Non-targeted Metabolomics Intergrated with 1 H NMR and LC-Q-TOF-MS/MS Methods to Depict a More Comprehensive Metabolic Profile in Response to Chrysosplenetin and Artemisinin Co-Treatment against Artemisinin-Sensitive and -Resistant Plasmodium berghei K173.

Our previous work revealed mutual and specific metabolites/pathways in artemisinin sensitive and resistant Plasmodium berghei K173 infected mice. In this study, we further investigated whether chrysosplenetin, a candidate chemical to prevent artemisinin resistance, can regulate these metabolites/pathways by integrating non-targeted metabolomics with 1 H NMR and LC-Q-TOF-MS/MS spectrum. NMR method generated specifically altered metabolites in response to co-treatment with chrysosplenetin, including the products of glycolysis such as glucose, pyruvate, lactate, and alanine; taurine, closely associated with liver injury; arginine and proline as essential amino acids for parasites; TMAO, a biomarker for dysbacteriosis and renal function; and tyrosine, which is used to generate levodopa and dopamine and may improve the torpor state of mice.

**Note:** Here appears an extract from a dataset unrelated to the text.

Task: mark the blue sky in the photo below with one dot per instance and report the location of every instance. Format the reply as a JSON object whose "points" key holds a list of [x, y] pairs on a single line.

Importantly, we noticed that chrysosplenetin might depress the activated glycolysis induced by sensitive parasites, but oppositely promoted the inhibited glycolysis to generate more lactate which suppresses proliferation of resistant parasites. Moreover, chrysosplentin possibly disturb heme biosynthetic pathway in mitochondria. MS method yielded changed coenzyme A (CoA), phosphatidylcholine (PC), and ceramides (cer), closely related to mitochondria β-oxidation, cell proliferation, differentiation, and apoptosis. These two means shared no overlapped metabolites and formed a more broader metabolic map to study the potential mechanisms of chrysosplenetin as a promising artemisinin resistance inhibitor.